Amazingly, in an interview with author Gerald Posner on March 3, 1992, Jenkins’ recollection had changed dramatically. “The description of the cerebellum was my fault,” Jenkins insisted, “When I read my report over I realized there could not be any cerebellum. The autopsy photo, with the rear of the head intact and a protrusion in the parietal region, is the way I remember it. I never did say occipital.” (Gerald Posner, Case Closed”, p. 312) Jenkins has obviously forgotten that in his own note prepared, typed, and signed on the day of the assassination, Jenkins said, “a great laceration on the right side of the head (temporal and occipital) (sic)”, and HSCA’s Purdy reported that Jenkins said “occipital or temporal bone” was blown out.

Aguilar’s piece makes it clear that the overwhelming consensus supports a rear exit wound. Parkland staff, those who received the body only minutes after the shooting—not operating under any assumptions about the source(s) of the shots—were virtually unanimous at the time (with only one bizarre outlier) and most maintained their original positions afterwards. Many at Bethesda also recalled a rear exit wound. Testimony from Bethesda is obviously not unanimous but must be considered less weighty than that from Parkland given that (1) explanatory scenarios were already being formed by investigative authorities and (2) after the conclusion of the autopsy itself the autopsy report went through several revisions offering different conclusions before settling on the one we now have as official.

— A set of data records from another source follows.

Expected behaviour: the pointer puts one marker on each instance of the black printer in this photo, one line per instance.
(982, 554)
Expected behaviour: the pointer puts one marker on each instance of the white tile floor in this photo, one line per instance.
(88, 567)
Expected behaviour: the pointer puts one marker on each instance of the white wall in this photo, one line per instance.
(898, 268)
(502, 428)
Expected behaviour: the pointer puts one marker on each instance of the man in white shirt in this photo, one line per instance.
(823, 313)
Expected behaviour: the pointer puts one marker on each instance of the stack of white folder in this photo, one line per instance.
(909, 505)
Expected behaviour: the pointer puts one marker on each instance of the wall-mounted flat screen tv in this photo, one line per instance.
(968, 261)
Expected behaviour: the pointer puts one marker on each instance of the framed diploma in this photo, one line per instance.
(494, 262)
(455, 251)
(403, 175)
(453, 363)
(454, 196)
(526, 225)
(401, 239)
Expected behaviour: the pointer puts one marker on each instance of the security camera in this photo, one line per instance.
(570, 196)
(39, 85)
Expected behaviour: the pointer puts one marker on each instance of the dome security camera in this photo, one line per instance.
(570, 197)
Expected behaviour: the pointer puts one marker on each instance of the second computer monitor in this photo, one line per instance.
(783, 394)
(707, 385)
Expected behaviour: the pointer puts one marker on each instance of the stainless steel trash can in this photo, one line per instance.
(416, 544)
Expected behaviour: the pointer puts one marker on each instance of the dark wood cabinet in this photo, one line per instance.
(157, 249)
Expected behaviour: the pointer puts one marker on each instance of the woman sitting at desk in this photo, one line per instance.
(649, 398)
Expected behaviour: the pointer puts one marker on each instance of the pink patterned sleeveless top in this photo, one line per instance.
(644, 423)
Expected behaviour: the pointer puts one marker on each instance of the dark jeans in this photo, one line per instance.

The Zapruder film may or may not have been tampered with. Admitting this possibility means we need a different starting point. In my estimation the Parkland staff testimony is that starting point. It’s possible for all those doctors and nurses, minutes after the shooting, unconcerned with explaining the wounds, to be mistaken in essentially the same way, but it’s so unlikely as to be excluded from consideration. A rear exit wound ⇒ a shooter in front of Kennedy ⇒ Oswald could not have acted alone (even assuming he acted at all). The conclusion is the same for me as watching the Zapruder film but with less suspicion.

If this is correct the overall task is now much harder. One of the nice things about the Lone Gunman scenario is its simplicity: Oswald was a lone nut communist who shot Kennedy, no other moving parts, case closed. If there’s a conspiracy, resolving it—enough to satisfy our curiosity but never completely—is orders of magnitude more difficult, but it seems that we have no other feasible choice.